I'm reading a book called 'Why Buddhism Is True' and I'm not sure I understand author's point regarding social anxiety and natural selection:
Our ancestral environment didn’t feature cocktail parties, slumber parties, or PowerPoint. Our hunter-gatherer ancestors didn’t have to navigate roomfuls of people they’d never met or send their children off to sleep in homes they’d never seen, or give presentations to an audience consisting largely of people they didn’t know very well, if at all.
Just to be clear (and at the risk of repeating myself), I’m not saying that social anxiety isn’t in any sense a product of natural selection. The ancestral environment—the environment of our evolution — featured lots of social interaction, and this interaction had great consequence for our genes. If you had low social status and few friends, that cut your chances of spreading your genes, so impressing people mattered, even if PowerPoint wasn’t the thing you impressed them with. Similarly, if your offspring didn’t thrive socially, that boded ill for their reproductive prospects, and hence for your genes. So genes inclining us toward anxiety about our social prospectsand our progeny’s social prospects seem to have become part of the human gene pool.

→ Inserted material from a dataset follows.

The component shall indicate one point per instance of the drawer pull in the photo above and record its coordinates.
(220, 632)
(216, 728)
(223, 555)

So, from what I've understood, author claiming that the fact that we have social anxiety around people which we probably will never meet again is caused by the fact that in the past every social interaction mattered. Is it true from science perspective? I mean, the people who weren't social in the past would just die without passing their genes, how the social anxiety can become in the human gene pool in this case?
I always thought that social anxiety/confience it's just byproduct of all the events which happens with a child(if a child's social behaviour is positively reinforced then there would have less fear in regards to socialazing, public speaking, leadership etc).
PS: English is not my mother tongue, so I might formulate the question not clearly enough, so, it would be ideal if you can get additional context by clicking on the link and reading the chapter which the passage belongs to(6 pages). Just to be sure the answers aren't based on my interpretation of the author thoughts, but rather on the actual text of the book.